Untuk membangkitkan kembali ekonomi keluarga, Edi harus rela meminjam Rp 5 juta dari koperasi CU Bahtera Sejahtera sebagai modal bisnis kayu bakar. Ia menyadari, untuk mengembalikan kehilangan puluhan juta dari ASF itu perlu butuh waktu yang lama.
“Bagi saya, kehilangan ternak babi itu merupakan musibah yang sangat berarti,” ujar pensiunan pegawai honorer daerah itu.
Namun, Edi merasa sedikit terbantu saat pergantian musim. Ia berkata, bisnis kayu bakar yang sangat menyenangkan ketika musim pesta. Bahkan stok yang disediakan kurang karena permintaan cukup tinggi.

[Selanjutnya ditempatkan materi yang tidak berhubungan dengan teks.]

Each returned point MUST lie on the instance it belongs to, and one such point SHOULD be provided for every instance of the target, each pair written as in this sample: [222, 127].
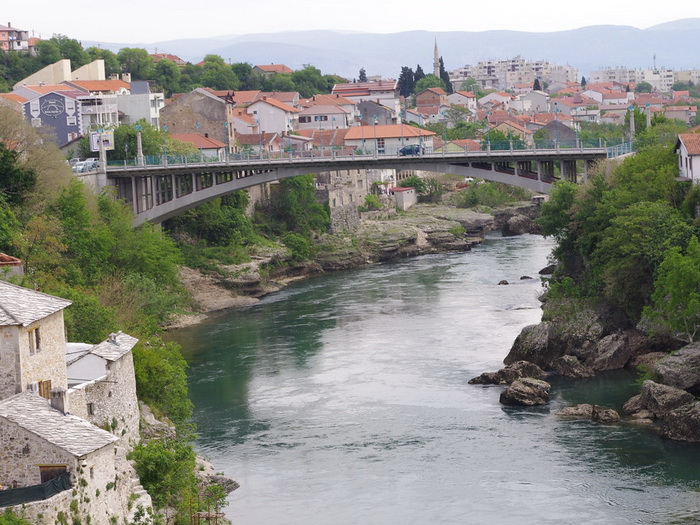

Pengalaman itu pun diakui Osias (65) yang dianggap sebagai senior dalam bisnis kayu bakar sejak Pasar Alok diresmikan pada tahun 2007. Osias menyatakan pendapatan saat musim pesta bias mencapai Rp 1-2 juta.
“Ya, karena permintaan sangat tinggi. Kami kadang-kadang kewalahan stok kayu bakar,” ujar pria asal Dobo, Kecamatan Mego itu.
Ia menyatakan, bisnis kayu bakar memang sangat menjanjikan ketiga musim pesta atau hajatan adat. Karena itu, ia focus menggeluti. “Sebelum jual kayu bakar saya jual sayur-sayuran dan buah-buahan di Pasar Bongkar Perumnas Maumere. Ketika Pasar Alok mulai beroperasi, saya fokus dengan jual kayu bakar karena sungguh menjanjikan,” ungkap Osias.
Meski diklaim menjanjikan, Osias sempat putus asa karena ASF mulai bertubi-tubi menyerang ternak babi di Sikka. Osias bilang, pengaruh ASF terhadap bisnis kayu bakar cukup besar.
“Pasti untuk pakan babi pada umumnya keladi dan cincangan batang pisang dan jelas dimasak. Pasti butuh kayu bakar. Nah, disitulah bisnis kami macet,” terang Osias.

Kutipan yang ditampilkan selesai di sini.